Federal regulators expect to finish writing this year a long-overdue mortgage regulation that was one of the most important provisions of the 2010 Dodd-Frank financial reform law.
“We’re in the home stretch,” Federal Reserve Governor Daniel Tarullo said at a Senate hearing Tuesday.
Federal Deposit Insurance Corporation Chairman Martin Gruenberg said that the six regulators involved in writing the rule are “in the end game.”
“I would hope, without making predictions, that we could complete the rulemaking by the end of the year,” Gruenberg said. Comptroller of the Currency Thomas Curry also said he hoped the mortgage regulation would be done by the end of the year.
The rule mandates that companies that package loans into securities keep some of the risk associated with the loans.
It was included in the 2010 Dodd-Frank law in response to the bad home loans that were created during the housing bubble and unloaded as securities to banks that did not recognize the risks involved.
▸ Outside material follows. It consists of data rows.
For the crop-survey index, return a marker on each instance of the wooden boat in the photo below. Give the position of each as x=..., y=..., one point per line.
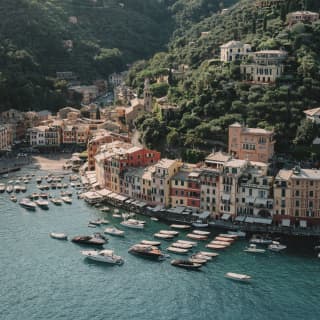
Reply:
x=237, y=277
x=59, y=236
x=231, y=240
x=181, y=245
x=201, y=233
x=186, y=264
x=193, y=243
x=163, y=236
x=180, y=226
x=196, y=236
x=215, y=246
x=177, y=250
x=222, y=243
x=151, y=243
x=170, y=232
x=208, y=254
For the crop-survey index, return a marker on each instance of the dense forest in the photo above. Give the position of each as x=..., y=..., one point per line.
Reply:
x=211, y=95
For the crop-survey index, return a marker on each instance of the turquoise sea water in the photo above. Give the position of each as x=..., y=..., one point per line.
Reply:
x=43, y=278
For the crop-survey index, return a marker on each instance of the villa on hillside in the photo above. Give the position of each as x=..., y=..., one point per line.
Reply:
x=265, y=66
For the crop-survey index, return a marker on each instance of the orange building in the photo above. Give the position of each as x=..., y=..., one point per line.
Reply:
x=253, y=144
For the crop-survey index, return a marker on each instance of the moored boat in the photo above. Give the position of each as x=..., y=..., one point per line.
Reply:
x=177, y=250
x=180, y=226
x=147, y=251
x=196, y=236
x=186, y=264
x=253, y=249
x=237, y=276
x=201, y=233
x=163, y=236
x=151, y=243
x=27, y=204
x=114, y=231
x=106, y=256
x=59, y=236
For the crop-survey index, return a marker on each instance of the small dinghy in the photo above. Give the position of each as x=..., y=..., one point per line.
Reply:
x=186, y=264
x=59, y=236
x=193, y=243
x=177, y=250
x=201, y=233
x=180, y=226
x=151, y=243
x=163, y=236
x=196, y=236
x=114, y=231
x=181, y=245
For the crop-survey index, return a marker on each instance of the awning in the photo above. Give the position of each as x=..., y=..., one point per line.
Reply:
x=303, y=223
x=225, y=216
x=286, y=222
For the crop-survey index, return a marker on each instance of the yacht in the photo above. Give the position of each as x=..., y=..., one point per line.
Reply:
x=106, y=256
x=59, y=236
x=147, y=251
x=43, y=204
x=276, y=246
x=253, y=249
x=114, y=231
x=200, y=224
x=28, y=204
x=132, y=224
x=187, y=264
x=237, y=277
By making lenders keep some “skin in the game,” the measure was meant to reduce threats to the system hidden by complex securities deals.
Barney Frank, the former House Financial Services Committee chairman for whom the Dodd-Frank law is named, has said that the risk-retention rule was the most important provision of the financial overhaul.
The original proposal of the rule in 2011 required that mortgages include a 20 percent down payment, in addition to other requirements, to be exempted from the requirement that the lender retain a 5 percent stake in the loan.
After heavy lobbying by home lenders, banks and others in the housing industry, however, the agencies discarded the down payment requirement in late 2013, and proposed to simply set the definition of a qualified mortgage equivalent to separate parameters for safe mortgages instituted by the Consumer Financial Protection Bureau.
Regulators finished collecting comments from the industry on the new rule in October 2013, but have not finalized the rule. In addition to the Fed, the FDIC and the OCC, the agencies required by law to write the regulation are the Federal Housing Finance Agency, the Department of Housing and Urban Development, and the Securities and Exchange Commission.